Use Cisco DART—DART (Diagnostic AnyConnect Reporting Tool) bundles specified log files and diagnostic information that can be used for analyzing and debugging the AnyConnect client connection. See Release Notes for Cisco AnyConnect VPN Client, Release 2.3 for information about the DART package.

Use Cisco Log Packager—Collects log files from compliant Cisco utilities (not just the AnyConnect client) into a particular folder and compresses them into a .zip file. This function is similar to DART, but it uses a different format.

Export Stats to Text File—Saves the connection statistics to a text file for later analysis and debugging.

Select an option and click OK. The AnyConnect client prompts you for the location to which you want to save the file or bundle. Enter a file name and save the file.

Viewing the Log

To view the log as an HTML file in a browser window, click View Log on the Statistics Detail window. The log information appears in a new browser window, showing the number of message instances, the end-user node name, the event codes and types, the log file name, the event messages, the source of the message, and the time themessage was generated. The browser window might take a short time to appear after you click View Log.

Viewing Statistics on a Windows Mobile Device

An AnyConnect user with a Windows Mobile device can also use the statistical details export and logging functions by clicking Menu on the lower-right corner of the screen and selecting the desired function from the menu that appears (Figure 6-3).

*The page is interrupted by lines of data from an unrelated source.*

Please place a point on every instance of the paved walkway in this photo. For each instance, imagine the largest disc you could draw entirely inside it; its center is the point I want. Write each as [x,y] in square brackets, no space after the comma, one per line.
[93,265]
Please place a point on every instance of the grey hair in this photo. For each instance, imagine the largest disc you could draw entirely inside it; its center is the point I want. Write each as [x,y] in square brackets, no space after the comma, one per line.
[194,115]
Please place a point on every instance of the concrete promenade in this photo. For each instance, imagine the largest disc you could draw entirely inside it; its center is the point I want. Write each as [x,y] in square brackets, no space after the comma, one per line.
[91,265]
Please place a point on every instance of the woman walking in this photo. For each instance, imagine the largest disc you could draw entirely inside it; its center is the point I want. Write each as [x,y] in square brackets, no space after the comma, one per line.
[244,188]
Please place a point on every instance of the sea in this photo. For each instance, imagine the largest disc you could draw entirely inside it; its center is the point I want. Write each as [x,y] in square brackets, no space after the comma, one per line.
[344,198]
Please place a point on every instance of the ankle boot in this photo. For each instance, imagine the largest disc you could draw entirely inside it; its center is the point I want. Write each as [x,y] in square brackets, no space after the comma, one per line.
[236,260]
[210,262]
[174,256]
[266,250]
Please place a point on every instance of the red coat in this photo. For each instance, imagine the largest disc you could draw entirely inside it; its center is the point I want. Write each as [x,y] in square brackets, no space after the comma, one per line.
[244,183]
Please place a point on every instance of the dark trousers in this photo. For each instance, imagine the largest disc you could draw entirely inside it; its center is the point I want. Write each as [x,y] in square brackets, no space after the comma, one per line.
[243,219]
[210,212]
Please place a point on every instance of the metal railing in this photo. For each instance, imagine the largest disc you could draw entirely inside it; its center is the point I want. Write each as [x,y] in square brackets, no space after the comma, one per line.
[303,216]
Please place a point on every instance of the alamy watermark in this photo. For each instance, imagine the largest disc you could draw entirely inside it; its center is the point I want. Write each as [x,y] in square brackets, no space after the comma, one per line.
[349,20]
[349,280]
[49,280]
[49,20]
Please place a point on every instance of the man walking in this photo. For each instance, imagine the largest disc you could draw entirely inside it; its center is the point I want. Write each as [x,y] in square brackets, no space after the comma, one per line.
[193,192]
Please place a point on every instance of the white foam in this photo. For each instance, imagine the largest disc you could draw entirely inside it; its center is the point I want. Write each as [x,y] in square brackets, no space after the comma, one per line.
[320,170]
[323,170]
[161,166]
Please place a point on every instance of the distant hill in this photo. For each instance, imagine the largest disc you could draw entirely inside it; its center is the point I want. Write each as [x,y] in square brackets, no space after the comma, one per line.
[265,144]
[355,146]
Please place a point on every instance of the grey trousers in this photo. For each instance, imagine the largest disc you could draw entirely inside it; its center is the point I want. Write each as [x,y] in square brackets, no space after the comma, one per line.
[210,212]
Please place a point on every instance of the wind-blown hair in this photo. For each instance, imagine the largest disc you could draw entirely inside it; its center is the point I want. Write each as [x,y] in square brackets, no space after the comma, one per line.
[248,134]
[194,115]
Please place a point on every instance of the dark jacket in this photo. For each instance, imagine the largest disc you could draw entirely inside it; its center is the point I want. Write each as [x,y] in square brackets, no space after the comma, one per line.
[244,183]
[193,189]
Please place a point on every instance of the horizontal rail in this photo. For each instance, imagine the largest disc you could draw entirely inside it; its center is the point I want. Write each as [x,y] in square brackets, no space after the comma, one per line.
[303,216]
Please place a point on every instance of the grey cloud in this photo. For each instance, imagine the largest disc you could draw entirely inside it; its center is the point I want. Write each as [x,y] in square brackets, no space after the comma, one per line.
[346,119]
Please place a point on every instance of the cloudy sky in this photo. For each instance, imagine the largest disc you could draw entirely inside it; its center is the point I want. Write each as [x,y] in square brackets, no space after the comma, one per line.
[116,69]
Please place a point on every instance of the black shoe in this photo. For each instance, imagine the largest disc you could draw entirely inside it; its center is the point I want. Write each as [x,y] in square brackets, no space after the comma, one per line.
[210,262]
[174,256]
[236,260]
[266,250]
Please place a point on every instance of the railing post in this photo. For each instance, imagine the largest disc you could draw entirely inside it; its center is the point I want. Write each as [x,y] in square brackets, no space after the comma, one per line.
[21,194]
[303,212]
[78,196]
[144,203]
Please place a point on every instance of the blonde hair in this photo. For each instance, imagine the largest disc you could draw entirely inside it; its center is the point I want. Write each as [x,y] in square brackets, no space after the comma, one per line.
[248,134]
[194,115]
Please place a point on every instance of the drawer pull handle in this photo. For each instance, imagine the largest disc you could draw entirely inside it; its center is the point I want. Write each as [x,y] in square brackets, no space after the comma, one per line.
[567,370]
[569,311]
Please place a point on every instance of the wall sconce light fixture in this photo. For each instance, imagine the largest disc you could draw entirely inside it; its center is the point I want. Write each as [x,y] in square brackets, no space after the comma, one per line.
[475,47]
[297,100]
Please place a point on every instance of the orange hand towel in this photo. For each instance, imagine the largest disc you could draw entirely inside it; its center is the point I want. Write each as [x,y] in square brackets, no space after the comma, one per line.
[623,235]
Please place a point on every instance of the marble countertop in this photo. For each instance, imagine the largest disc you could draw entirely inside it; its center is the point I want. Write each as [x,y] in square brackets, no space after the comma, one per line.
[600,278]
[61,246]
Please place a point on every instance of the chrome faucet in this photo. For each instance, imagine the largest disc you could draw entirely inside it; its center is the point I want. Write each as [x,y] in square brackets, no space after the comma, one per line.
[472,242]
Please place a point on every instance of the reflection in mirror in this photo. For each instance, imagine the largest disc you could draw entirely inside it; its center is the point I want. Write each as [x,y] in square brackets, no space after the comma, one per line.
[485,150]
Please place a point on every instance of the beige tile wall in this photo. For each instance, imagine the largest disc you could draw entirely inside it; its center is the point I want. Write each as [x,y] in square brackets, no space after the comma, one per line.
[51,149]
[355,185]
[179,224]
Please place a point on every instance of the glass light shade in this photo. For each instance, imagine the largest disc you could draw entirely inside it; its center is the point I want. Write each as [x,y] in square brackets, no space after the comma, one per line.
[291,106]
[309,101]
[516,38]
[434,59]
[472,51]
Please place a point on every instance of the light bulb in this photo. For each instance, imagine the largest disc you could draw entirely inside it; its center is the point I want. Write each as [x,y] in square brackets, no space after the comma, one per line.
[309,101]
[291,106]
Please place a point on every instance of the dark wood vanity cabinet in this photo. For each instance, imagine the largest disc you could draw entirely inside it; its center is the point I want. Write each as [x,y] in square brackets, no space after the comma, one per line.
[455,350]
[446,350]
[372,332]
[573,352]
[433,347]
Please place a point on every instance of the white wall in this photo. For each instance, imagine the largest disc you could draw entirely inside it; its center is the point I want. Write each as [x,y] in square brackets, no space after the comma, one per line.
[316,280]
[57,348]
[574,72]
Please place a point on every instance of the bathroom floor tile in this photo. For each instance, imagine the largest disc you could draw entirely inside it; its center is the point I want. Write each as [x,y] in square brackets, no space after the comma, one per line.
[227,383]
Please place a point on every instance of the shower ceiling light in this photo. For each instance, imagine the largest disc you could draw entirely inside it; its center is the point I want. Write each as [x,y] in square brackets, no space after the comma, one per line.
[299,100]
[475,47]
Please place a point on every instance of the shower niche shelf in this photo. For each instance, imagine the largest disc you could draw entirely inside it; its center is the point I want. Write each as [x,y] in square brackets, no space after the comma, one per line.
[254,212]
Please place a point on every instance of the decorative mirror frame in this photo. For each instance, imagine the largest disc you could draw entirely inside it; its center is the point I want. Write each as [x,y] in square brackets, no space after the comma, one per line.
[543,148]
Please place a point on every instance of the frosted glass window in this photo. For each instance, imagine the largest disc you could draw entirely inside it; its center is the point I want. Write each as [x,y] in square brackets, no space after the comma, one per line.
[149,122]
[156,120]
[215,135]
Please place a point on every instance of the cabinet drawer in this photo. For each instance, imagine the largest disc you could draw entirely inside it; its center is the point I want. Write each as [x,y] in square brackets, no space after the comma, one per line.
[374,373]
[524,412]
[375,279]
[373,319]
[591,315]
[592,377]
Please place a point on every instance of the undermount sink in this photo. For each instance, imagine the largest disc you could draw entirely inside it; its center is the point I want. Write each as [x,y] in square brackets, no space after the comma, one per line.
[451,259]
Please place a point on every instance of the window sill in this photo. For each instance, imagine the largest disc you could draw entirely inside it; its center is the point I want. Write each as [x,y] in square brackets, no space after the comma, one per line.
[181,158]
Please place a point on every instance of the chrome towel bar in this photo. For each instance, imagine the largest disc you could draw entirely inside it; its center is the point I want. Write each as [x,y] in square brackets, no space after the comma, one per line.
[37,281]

Figure 6-3 Windows Mobile Logging Menu

Clicking on Logging opens the logging settings dialog box (Figure).

Figure 6-4 Windows Mobile Logging Settings Dialog Box

Move the sliders on this dialog box to control the total number of log files and the size of each log file and to enable performance timing of tasks.

Click Browse Logs to display an HTML list of the log messages in a separate browser window.